When is a pullback also a pushout? The subject line says it all, but perhaps it would be more reasonable to split the question into two parts: 1) can a pullback diagram also be a pushout diagram?; if so, 2) can necessary and sufficient conditions be given for this to happen?
Thanks!
 A: $\require{amsCD}$
Yes. The most familiar setting where this happens is in abelian categories, where the commutative square
$$\begin{CD}
A @>f_b>> B\\
@VVf_cV @VVg_bV\\
C @>g_c>> D
\end{CD}$$
is a pullback square iff the corresponding sequence
$$0 \to A \xrightarrow{f_b \oplus f_c} B \oplus C \xrightarrow{g_c - g_b} D$$
is exact. Similarly, the square is a pushout square iff the sequence
$$A \xrightarrow{f_b \oplus f_c} B \oplus C \xrightarrow{g_c - g_b} D \to 0$$
is exact. Hence the square is both a pullback and a pushout square iff the sequence
$$0 \to A \xrightarrow{f_b \oplus f_c} B \oplus C \xrightarrow{g_c - g_b} D \to 0$$
is exact. 
A: $\require{amscd}$
There are some special cases of this phenomenon where things can be said. Consider the following diagram:
$$\begin{CD}
A @>f>> B\\
@VVgV @VVhV\\
C @>k>> D
\end{CD}$$


*

*Suppose that $f$ and $k$ are monomorphisms. Then in many categories, the implication (pushout $\Rightarrow$ pullback) holds. This holds in any topos, in any abelian category, and more generally in any adhesive category. According to Stefan Hamcke's comment, this holds in $k$-spaces. But we typically don't get the converse implication (pullback $\Rightarrow$ pushout). For example, in $\mathsf{Set}$, let $B,C$ be any subsets of $D$ such that $B \cup C \subsetneq D$, and let $A = B \cap C$. Similar counterexamples work in $\mathsf{Ab}$.

*Suppose that $f$ and $k$ are monomorphisms and $g$ and $h$ are epimorphisms. The facts Qiaochu discusses can be used to show that in an abelian category, the equivalence (pushout $\Leftrightarrow$ pullback) holds.
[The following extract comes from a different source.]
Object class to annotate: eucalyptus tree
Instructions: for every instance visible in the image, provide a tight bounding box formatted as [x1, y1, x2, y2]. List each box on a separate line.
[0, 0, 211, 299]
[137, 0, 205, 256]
In $\mathsf{Set}$, though, the leftward implication fails -- e.g. let $A = C = \emptyset$ and $B = 2$, $D=1$.

*Suppose that $g$ and $h$ are epimorphisms. Then in any abelian category, the dual of (1) tells us that the implication (pullback $\Rightarrow$ pushout) holds. But this is not the case in $\mathsf{Set}$.

*As an special case of (3), suppose that $f,g,h,k$ are all epimorphisms. If I'm not mistaken, we get the implication (pullback $\Rightarrow$ pushout) in $\mathsf{Set}$ and so also in any topos. But the converse implication rarely holds.
Abelian categories and topoi are about as nice as it gets, so I would expect that in less nice categories, the best one can do is similar implications with more restrictive assumptions on the morphisms involved.